The Mass. Hall sit-in conducted by the members of DISC last April underscored Advisory Committee Chairman Andrew F. Brimmer's complete denial of their proposals' legitimacy, and, when Brimmer would not relent, Bok's failure to openly address the issues Brimmer especially, should not have excluded DISC so off-handedly. But now that it has rightly begun to recognize DISC, the DuBois advisory board should continue to listen to the groups' ideas and incorporate them into its conception of the Institute.

Support the Union

LAST SPRING, the Medical Area Employees Organizing Committee affiliated itself with District 65 of the Distributive Workers of America, in its drive to form a union for clerical and technical employees in the Medical Area. The unionizing effort has won the support of a vast majority of Medical Area workers, but Harvard has opposed the formation of the union, contending that the Medical Area is an "inappropriate bargaining unit" under the National Labor Relations Act. National Labor Relations Board hearings were held to determine whether Medical Area Employees share "a separate community of interest."

When the board decides if a union-forming election should be held, it should dismiss Harvard's protests, and allow Medical Area employees their own collective bargaining unit. District 65's lawyers have shown that the Medical Area is very much a separate entity within the larger University. And Harvard's claim that the union should include workers throughout the University is little more than an attempt to head off a union altogether. The organizing drive in Cambridge is far less advanced than that at the Medical Area, and a decision by the NLRB against a Medical Area union would be a serious blow to the District 65's already limited efforts in Cambridge.

The Edelin Case

IN MID-FEBRUARY a Boston jury convicted a City Hospital obstetrician of manslaughter for the death of a fetus. Dr. Kenneth C. Edelin had aborted the fetus during an October 3, 1973, operation on a 17-year-old pregnant woman. Abortion, however, was not the issue, according to the prosecution. Newman A. Flanagan, the prosecutor, argued that the special nature of the operation produced, for a least one split second, a live birth, and that the subsequent death of the "baby" constituted an act of manslaughter.

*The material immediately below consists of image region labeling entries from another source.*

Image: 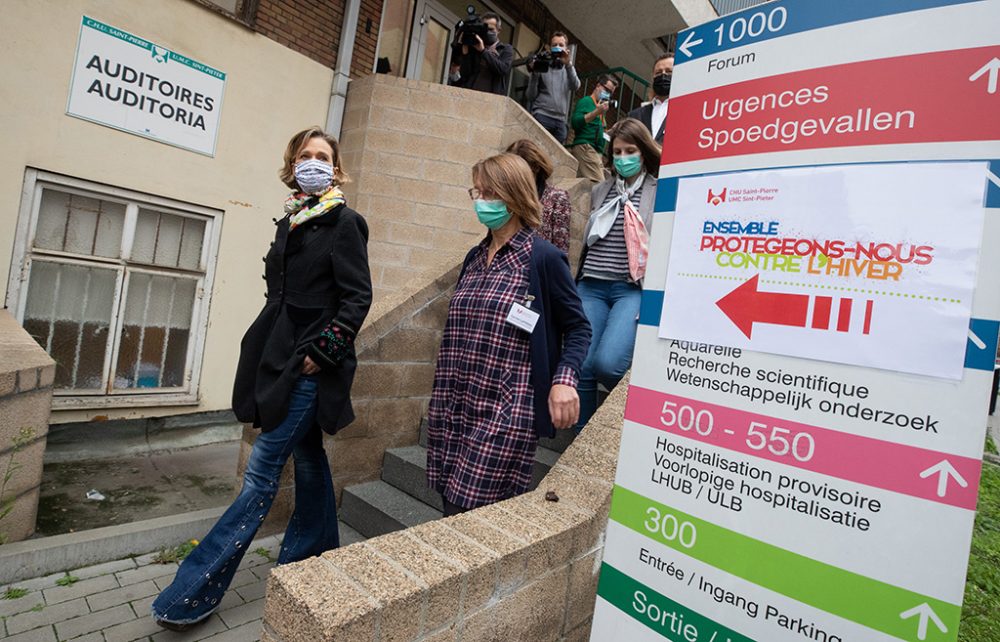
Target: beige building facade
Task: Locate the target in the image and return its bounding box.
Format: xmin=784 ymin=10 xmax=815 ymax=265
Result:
xmin=0 ymin=0 xmax=333 ymax=422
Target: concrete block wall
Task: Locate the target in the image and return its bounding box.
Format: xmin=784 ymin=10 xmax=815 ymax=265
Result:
xmin=0 ymin=310 xmax=56 ymax=544
xmin=261 ymin=379 xmax=628 ymax=642
xmin=341 ymin=74 xmax=581 ymax=299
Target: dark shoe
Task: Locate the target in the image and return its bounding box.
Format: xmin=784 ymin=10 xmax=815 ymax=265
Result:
xmin=153 ymin=613 xmax=212 ymax=633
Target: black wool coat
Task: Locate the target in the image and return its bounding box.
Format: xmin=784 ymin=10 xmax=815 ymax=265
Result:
xmin=233 ymin=205 xmax=372 ymax=434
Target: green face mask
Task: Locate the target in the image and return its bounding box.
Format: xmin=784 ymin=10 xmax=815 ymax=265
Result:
xmin=475 ymin=198 xmax=510 ymax=230
xmin=614 ymin=154 xmax=642 ymax=178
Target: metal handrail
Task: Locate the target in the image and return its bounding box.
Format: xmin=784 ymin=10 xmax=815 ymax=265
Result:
xmin=710 ymin=0 xmax=767 ymax=16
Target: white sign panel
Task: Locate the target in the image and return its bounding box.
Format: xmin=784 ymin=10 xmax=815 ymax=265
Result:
xmin=66 ymin=16 xmax=226 ymax=156
xmin=660 ymin=162 xmax=986 ymax=379
xmin=590 ymin=0 xmax=1000 ymax=642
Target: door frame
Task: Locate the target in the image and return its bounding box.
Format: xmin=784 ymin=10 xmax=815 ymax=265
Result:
xmin=405 ymin=0 xmax=459 ymax=83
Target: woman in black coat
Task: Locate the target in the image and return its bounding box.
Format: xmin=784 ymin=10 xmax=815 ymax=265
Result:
xmin=152 ymin=127 xmax=372 ymax=630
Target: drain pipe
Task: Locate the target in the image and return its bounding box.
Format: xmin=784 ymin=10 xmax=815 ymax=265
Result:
xmin=326 ymin=0 xmax=361 ymax=138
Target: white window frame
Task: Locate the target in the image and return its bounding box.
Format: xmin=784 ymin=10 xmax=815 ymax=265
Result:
xmin=7 ymin=168 xmax=223 ymax=410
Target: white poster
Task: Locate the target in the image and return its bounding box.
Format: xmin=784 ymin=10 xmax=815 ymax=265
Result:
xmin=66 ymin=16 xmax=226 ymax=156
xmin=659 ymin=162 xmax=986 ymax=379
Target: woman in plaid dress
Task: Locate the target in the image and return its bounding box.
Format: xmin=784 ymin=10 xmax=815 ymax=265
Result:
xmin=427 ymin=154 xmax=590 ymax=515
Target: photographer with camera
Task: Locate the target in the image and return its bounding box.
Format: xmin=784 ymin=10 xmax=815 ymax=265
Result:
xmin=527 ymin=31 xmax=580 ymax=143
xmin=569 ymin=74 xmax=618 ymax=183
xmin=448 ymin=13 xmax=514 ymax=96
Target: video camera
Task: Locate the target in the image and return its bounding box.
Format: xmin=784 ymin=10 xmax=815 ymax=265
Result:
xmin=530 ymin=50 xmax=564 ymax=74
xmin=455 ymin=5 xmax=489 ymax=47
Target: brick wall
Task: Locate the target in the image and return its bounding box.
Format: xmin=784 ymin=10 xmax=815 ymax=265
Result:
xmin=351 ymin=0 xmax=382 ymax=78
xmin=497 ymin=0 xmax=608 ymax=73
xmin=261 ymin=380 xmax=628 ymax=642
xmin=253 ymin=0 xmax=382 ymax=78
xmin=0 ymin=310 xmax=56 ymax=544
xmin=253 ymin=0 xmax=344 ymax=68
xmin=251 ymin=0 xmax=607 ymax=84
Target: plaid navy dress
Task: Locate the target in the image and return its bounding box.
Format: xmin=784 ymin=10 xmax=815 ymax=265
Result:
xmin=427 ymin=229 xmax=576 ymax=508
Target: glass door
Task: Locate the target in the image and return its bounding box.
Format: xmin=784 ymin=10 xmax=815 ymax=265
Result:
xmin=406 ymin=0 xmax=458 ymax=83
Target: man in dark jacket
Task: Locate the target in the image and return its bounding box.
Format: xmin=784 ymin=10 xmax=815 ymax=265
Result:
xmin=448 ymin=13 xmax=514 ymax=96
xmin=628 ymin=53 xmax=674 ymax=145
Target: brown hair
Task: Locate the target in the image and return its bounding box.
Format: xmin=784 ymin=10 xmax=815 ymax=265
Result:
xmin=506 ymin=138 xmax=552 ymax=191
xmin=606 ymin=118 xmax=663 ymax=178
xmin=278 ymin=126 xmax=351 ymax=190
xmin=472 ymin=154 xmax=542 ymax=227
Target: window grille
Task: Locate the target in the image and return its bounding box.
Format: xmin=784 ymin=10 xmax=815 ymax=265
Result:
xmin=8 ymin=170 xmax=221 ymax=407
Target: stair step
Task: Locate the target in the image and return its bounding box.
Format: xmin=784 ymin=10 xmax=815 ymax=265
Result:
xmin=340 ymin=480 xmax=441 ymax=537
xmin=382 ymin=446 xmax=561 ymax=511
xmin=339 ymin=522 xmax=368 ymax=546
xmin=417 ymin=417 xmax=576 ymax=453
xmin=417 ymin=417 xmax=427 ymax=448
xmin=382 ymin=446 xmax=444 ymax=511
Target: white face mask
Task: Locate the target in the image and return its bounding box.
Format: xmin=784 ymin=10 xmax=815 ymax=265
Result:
xmin=294 ymin=158 xmax=333 ymax=194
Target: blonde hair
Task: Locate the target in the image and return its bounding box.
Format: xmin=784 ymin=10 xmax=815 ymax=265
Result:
xmin=472 ymin=154 xmax=542 ymax=227
xmin=278 ymin=126 xmax=351 ymax=190
xmin=506 ymin=138 xmax=552 ymax=183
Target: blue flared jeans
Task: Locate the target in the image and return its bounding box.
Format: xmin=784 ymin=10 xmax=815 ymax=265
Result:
xmin=576 ymin=277 xmax=642 ymax=431
xmin=152 ymin=376 xmax=340 ymax=624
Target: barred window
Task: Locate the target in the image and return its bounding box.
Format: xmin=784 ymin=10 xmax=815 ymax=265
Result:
xmin=8 ymin=170 xmax=222 ymax=407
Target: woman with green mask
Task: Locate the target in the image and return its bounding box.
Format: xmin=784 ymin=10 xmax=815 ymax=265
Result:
xmin=577 ymin=118 xmax=660 ymax=430
xmin=427 ymin=154 xmax=590 ymax=515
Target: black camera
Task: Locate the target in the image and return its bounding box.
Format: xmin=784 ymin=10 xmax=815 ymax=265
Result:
xmin=455 ymin=13 xmax=490 ymax=47
xmin=530 ymin=51 xmax=563 ymax=74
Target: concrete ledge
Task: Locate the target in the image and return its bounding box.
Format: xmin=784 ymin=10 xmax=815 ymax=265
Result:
xmin=0 ymin=506 xmax=226 ymax=585
xmin=262 ymin=379 xmax=628 ymax=642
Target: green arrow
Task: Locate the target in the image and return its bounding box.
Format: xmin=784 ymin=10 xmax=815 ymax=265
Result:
xmin=610 ymin=486 xmax=962 ymax=642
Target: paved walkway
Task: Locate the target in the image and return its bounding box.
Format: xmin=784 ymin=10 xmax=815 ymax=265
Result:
xmin=0 ymin=535 xmax=279 ymax=642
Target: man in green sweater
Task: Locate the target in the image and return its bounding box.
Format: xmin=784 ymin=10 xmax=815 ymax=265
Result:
xmin=569 ymin=74 xmax=618 ymax=183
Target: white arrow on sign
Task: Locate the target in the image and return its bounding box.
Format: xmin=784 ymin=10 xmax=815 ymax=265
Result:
xmin=968 ymin=57 xmax=1000 ymax=94
xmin=677 ymin=31 xmax=704 ymax=58
xmin=920 ymin=459 xmax=969 ymax=497
xmin=899 ymin=602 xmax=948 ymax=640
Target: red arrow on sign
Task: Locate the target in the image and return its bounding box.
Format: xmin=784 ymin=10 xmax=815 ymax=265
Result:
xmin=715 ymin=274 xmax=809 ymax=339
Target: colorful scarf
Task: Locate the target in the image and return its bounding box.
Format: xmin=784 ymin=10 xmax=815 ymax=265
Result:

Flanagan knew full well that abortion was protected by a 1973 Supreme Court ruling, so he redefined abortion as a process that can result in birth. Under such a definition, Edelin's crime occurred not in the course of an abortion, but after that abortion was over, when the fetus was no longer a fetus, but a human being.

The assistant district attorney's forensic legerdemain neatly circumvented the Supreme Court's landmark decision by prosecuting a doctor for an abortion without saying as much. The conviction, returned by a largely-Catholic jury, has, in turn, successfully intimidated obstetricians from performing second trimester abortions, especially those of the kind Edelin executed.

This is not the place to defend either a woman's right to determine the outcome of an unwanted pregnancy in consultation with a physician, or the right of a physician to exercise his best judgement. The Edelin decision and the continued prosecution of other City Hospital doctors are outrages to these rights. It is encouraging that Edelin is appalling the conviction, and that a state law that attempts to duplicate the effects of the decision in Rhode Island has been rejected by the courts. But it is regrettable that such a process of salvaging alienated rights ever had to begin.